Passage
But the day of the Lord will come as a thief; in the which the heavens shall pass away with a great noise, and the elements shall be dissolved with fervent heat, and the earth and the works that are therein shall be burned up.
But the day of the Lord will come as a thief; in the which the heavens shall pass away with a great noise, and the elements shall be dissolved with fervent heat, and the earth and the works that are therein shall be burned up.
2 Peter 3:8 But forget not this one thing, beloved, that one day is with the Lord as a thousand years, and a thousand years as one day.
2 Peter 3:9 The Lord is not slack concerning his promise, as some count slackness; but is longsuffering to you-ward, not wishing that any should perish, but that all should come to repentance.

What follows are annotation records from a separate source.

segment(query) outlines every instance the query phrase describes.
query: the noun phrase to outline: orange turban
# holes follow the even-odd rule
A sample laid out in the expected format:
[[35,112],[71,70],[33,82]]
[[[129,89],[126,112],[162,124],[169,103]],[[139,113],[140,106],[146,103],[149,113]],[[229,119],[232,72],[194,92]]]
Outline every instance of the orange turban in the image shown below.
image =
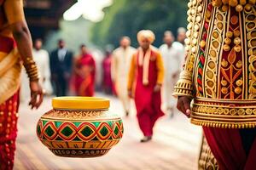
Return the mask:
[[137,38],[138,42],[143,41],[144,39],[148,39],[150,43],[153,43],[155,39],[155,36],[150,30],[142,30],[137,33]]

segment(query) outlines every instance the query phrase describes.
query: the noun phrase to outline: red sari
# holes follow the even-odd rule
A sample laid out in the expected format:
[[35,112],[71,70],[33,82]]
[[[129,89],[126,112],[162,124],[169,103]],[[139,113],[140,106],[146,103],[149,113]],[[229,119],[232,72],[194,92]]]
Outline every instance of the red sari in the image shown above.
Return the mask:
[[[143,135],[149,137],[153,135],[153,128],[155,122],[160,116],[164,116],[164,112],[160,109],[160,91],[154,92],[154,88],[159,82],[160,75],[163,74],[163,72],[160,72],[162,69],[158,68],[157,62],[160,62],[160,65],[162,65],[162,60],[161,56],[158,52],[151,50],[148,65],[148,83],[144,85],[143,81],[143,68],[137,64],[138,59],[138,53],[137,53],[133,56],[133,64],[131,65],[131,67],[136,67],[135,77],[131,77],[130,73],[128,82],[131,82],[135,78],[134,100],[137,109],[137,117]],[[134,62],[137,64],[134,64]]]
[[[7,37],[0,36],[0,58],[10,53],[15,48],[15,41]],[[1,72],[1,71],[0,71]],[[0,80],[0,86],[4,82]],[[11,87],[9,87],[9,90]],[[11,96],[0,103],[0,169],[12,169],[15,160],[15,140],[17,137],[17,121],[19,107],[19,92],[9,92]],[[2,98],[4,96],[0,96]]]
[[103,67],[103,89],[108,94],[112,94],[113,82],[111,78],[111,55],[108,54],[102,62]]
[[93,96],[96,63],[90,54],[82,55],[75,62],[74,88],[79,96]]

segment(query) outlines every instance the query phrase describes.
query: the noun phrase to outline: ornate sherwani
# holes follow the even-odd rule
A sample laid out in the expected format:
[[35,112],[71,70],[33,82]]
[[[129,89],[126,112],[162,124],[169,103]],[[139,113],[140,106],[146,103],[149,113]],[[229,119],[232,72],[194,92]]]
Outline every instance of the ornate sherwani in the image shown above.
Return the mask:
[[189,8],[188,60],[175,94],[194,98],[192,123],[254,128],[255,0],[192,0]]
[[[255,0],[190,0],[188,6],[187,60],[174,94],[194,99],[191,122],[203,127],[218,168],[254,169]],[[212,161],[211,152],[203,154],[199,169]]]

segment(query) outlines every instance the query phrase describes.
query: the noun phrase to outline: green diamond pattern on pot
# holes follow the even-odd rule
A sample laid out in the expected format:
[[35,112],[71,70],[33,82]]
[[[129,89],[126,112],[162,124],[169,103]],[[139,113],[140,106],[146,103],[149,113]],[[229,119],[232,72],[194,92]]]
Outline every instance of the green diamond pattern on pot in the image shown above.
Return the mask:
[[88,137],[93,133],[93,130],[91,130],[91,128],[90,127],[86,126],[84,128],[83,128],[83,130],[81,131],[81,133],[84,136]]
[[101,129],[100,133],[101,133],[101,134],[102,134],[102,136],[106,136],[106,135],[109,133],[109,131],[108,131],[108,129],[104,126],[104,127]]
[[115,135],[118,135],[119,133],[119,129],[117,127],[115,127],[113,133],[115,133]]
[[76,127],[79,127],[82,122],[73,122]]
[[45,129],[45,133],[49,137],[51,137],[55,133],[55,131],[52,129],[50,126],[48,126],[47,128]]
[[73,130],[70,127],[65,127],[61,132],[62,134],[64,134],[66,137],[69,137],[73,133]]
[[96,128],[98,128],[99,125],[100,125],[100,122],[92,122],[92,124],[94,124],[96,126]]
[[109,127],[113,126],[113,122],[108,122],[108,124],[109,125]]

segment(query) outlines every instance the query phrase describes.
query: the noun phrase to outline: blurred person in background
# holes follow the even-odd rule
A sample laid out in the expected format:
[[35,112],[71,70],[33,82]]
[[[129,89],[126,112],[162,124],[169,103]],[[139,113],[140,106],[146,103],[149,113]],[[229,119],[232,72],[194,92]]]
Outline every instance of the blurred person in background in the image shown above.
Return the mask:
[[65,42],[58,41],[58,48],[49,57],[51,80],[56,96],[66,96],[68,94],[68,84],[73,65],[73,53],[65,47]]
[[174,37],[172,31],[166,31],[164,34],[165,43],[160,47],[165,66],[165,78],[163,83],[164,108],[171,117],[173,116],[176,107],[176,99],[172,96],[174,86],[180,72],[180,65],[183,58],[180,56],[178,49],[173,48]]
[[138,124],[144,137],[141,142],[151,140],[155,122],[162,116],[161,85],[164,65],[161,54],[151,46],[155,39],[149,30],[137,33],[140,48],[132,55],[128,80],[128,95],[134,98]]
[[32,109],[43,102],[22,0],[0,0],[0,169],[14,166],[21,62],[29,77]]
[[53,92],[50,83],[49,58],[46,50],[42,49],[43,42],[41,39],[36,39],[33,48],[33,56],[38,67],[40,82],[46,94],[51,94]]
[[113,94],[113,82],[111,78],[111,56],[112,50],[109,48],[106,48],[105,58],[102,61],[102,88],[108,94]]
[[[181,65],[185,61],[185,39],[186,39],[186,29],[183,27],[179,27],[177,29],[177,42],[173,42],[172,47],[179,51],[180,58],[182,60]],[[182,65],[180,65],[182,68]]]
[[84,44],[80,46],[80,54],[74,60],[72,84],[76,95],[93,96],[96,78],[96,63]]
[[131,47],[131,39],[123,37],[120,39],[120,47],[113,52],[111,74],[119,99],[123,104],[125,116],[131,111],[131,99],[127,94],[128,72],[131,60],[136,49]]

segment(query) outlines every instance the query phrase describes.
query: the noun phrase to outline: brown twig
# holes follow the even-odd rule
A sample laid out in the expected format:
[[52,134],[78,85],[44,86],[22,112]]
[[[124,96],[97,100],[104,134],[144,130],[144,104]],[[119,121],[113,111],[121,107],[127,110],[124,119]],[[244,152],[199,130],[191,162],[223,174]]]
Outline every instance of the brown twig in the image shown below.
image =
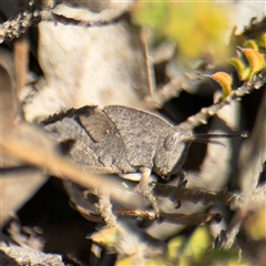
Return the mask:
[[153,190],[154,194],[160,197],[167,197],[172,202],[177,203],[178,201],[188,201],[192,203],[203,203],[203,204],[222,204],[229,205],[235,198],[235,194],[226,191],[222,192],[207,192],[207,191],[196,191],[190,188],[181,188],[171,185],[156,184]]

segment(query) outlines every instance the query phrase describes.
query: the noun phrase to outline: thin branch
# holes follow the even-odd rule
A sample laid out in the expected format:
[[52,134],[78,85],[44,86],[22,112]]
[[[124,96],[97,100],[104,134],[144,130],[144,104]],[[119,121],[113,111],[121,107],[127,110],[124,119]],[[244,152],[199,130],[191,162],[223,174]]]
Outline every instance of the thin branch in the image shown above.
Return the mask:
[[207,192],[196,191],[190,188],[181,188],[171,185],[156,184],[153,190],[155,196],[167,197],[170,201],[177,203],[178,201],[188,201],[191,203],[203,204],[222,204],[229,205],[235,198],[235,194],[226,191],[222,192]]
[[194,82],[197,85],[203,79],[197,72],[193,72],[190,74],[185,74],[183,79],[172,79],[168,83],[166,83],[162,89],[155,91],[152,95],[147,95],[145,98],[145,102],[147,103],[150,109],[158,109],[162,108],[168,100],[176,98],[183,91],[183,85],[187,82]]
[[245,82],[242,86],[232,91],[224,100],[214,103],[208,108],[203,108],[195,115],[190,116],[185,122],[178,124],[180,127],[192,130],[201,124],[206,124],[207,119],[215,115],[223,106],[232,103],[233,101],[249,94],[254,90],[259,90],[266,84],[266,71],[264,70],[253,80]]

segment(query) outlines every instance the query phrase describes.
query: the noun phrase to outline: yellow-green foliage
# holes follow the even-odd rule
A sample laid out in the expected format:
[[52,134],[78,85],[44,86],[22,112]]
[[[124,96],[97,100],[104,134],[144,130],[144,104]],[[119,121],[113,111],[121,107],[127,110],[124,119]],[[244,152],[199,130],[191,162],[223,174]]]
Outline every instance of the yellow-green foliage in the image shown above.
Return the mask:
[[228,10],[212,1],[141,1],[132,11],[132,20],[154,30],[157,39],[177,43],[187,58],[212,53],[215,59],[227,55],[225,30]]

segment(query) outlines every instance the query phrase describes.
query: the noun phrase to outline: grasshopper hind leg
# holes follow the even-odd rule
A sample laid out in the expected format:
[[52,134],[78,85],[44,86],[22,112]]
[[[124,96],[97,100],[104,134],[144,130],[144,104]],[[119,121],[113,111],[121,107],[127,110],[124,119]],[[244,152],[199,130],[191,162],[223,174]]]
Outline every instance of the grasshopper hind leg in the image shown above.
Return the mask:
[[135,192],[143,195],[151,203],[151,205],[155,212],[155,217],[158,218],[160,209],[158,209],[158,205],[157,205],[157,200],[153,195],[152,188],[149,184],[149,178],[151,176],[151,172],[152,171],[149,167],[141,168],[142,176],[141,176],[139,185],[135,187]]

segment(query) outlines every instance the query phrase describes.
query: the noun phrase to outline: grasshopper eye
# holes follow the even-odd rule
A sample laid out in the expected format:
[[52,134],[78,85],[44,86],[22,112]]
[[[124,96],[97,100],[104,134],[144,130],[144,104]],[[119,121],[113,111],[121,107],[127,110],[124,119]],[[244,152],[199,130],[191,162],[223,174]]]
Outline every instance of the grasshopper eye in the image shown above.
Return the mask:
[[166,151],[172,151],[175,149],[176,146],[176,142],[177,142],[177,135],[176,134],[168,134],[165,137],[165,142],[164,142],[164,146],[166,149]]

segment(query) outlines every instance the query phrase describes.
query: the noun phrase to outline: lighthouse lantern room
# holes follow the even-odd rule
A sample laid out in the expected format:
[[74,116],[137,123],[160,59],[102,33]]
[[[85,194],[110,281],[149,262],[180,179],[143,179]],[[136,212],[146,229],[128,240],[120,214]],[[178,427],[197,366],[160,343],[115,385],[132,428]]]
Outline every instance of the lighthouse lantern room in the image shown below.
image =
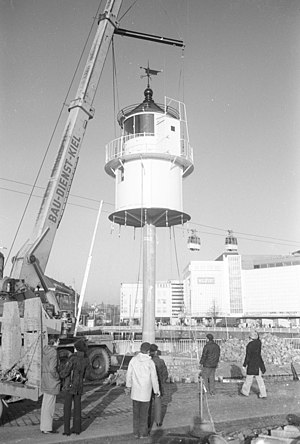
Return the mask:
[[117,116],[121,137],[106,146],[105,171],[115,179],[115,211],[119,225],[143,227],[143,340],[155,341],[156,227],[184,224],[182,180],[194,169],[185,105],[153,100],[148,85],[140,104]]

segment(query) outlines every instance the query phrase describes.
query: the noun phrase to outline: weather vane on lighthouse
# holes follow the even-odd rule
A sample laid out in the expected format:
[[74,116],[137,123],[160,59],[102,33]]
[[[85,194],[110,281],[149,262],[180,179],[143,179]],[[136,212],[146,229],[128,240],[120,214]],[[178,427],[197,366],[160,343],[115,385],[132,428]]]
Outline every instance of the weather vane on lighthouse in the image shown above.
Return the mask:
[[149,62],[147,68],[144,68],[144,66],[140,66],[140,69],[145,70],[145,75],[142,75],[141,79],[143,79],[144,77],[148,77],[147,88],[150,88],[150,80],[152,80],[151,76],[157,76],[158,73],[162,72],[162,70],[150,69]]

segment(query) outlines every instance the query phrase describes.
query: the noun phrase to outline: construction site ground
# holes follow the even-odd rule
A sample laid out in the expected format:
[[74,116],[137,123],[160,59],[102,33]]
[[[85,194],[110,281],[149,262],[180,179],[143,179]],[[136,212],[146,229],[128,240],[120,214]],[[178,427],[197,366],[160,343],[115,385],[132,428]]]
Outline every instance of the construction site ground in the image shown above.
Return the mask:
[[[225,381],[225,382],[224,382]],[[203,395],[202,418],[214,424],[217,433],[228,442],[242,443],[255,434],[287,424],[288,414],[300,415],[300,381],[291,374],[265,378],[267,399],[258,398],[256,383],[250,396],[239,394],[241,381],[224,379],[216,383],[216,395]],[[199,418],[198,383],[168,383],[163,398],[163,425],[153,426],[144,443],[159,443],[170,434],[186,434]],[[63,432],[63,393],[57,397],[54,429],[57,434],[42,434],[39,429],[41,399],[8,404],[0,420],[0,442],[30,443],[135,443],[132,434],[132,403],[123,386],[87,383],[82,396],[82,428],[80,435],[70,437]],[[195,428],[194,428],[195,430]],[[245,440],[245,438],[247,438]],[[249,442],[249,440],[248,440]]]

2 Peter 3:10 But the day of the Lord will come as a thief; in the which the heavens shall pass away with a great noise, and the elements shall be dissolved with fervent heat, and the earth and the works that are therein shall be burned up.
2 Peter 3:11 Seeing that these things are thus all to be dissolved, what manner of persons ought ye to be in [all] holy living and godliness,
2 Peter 3:12 looking for and earnestly desiring the coming of the day of God, by reason of which the heavens being on fire shall be dissolved, and the elements shall melt with fervent heat?
The verse centers on "lord", "come", "thief", "heavens", "shall", "pass", "away", and "great". It is saying that the verse draws attention to "lord" and "come", so its meaning should be read from those terms before moving to application.
The nearby context moves from verse 9's "The Lord is not slack concerning his..." into verse 11's "Seeing that these things are thus all...", so "lord" and "come" belong inside that flow. In 2 Peter context, the local focus is Christ, faith, and discipleship.
A plain takeaway is to answer the verse's own emphasis on "lord" and "come" with trust shaped by these words, not by a vague optimism outside the passage.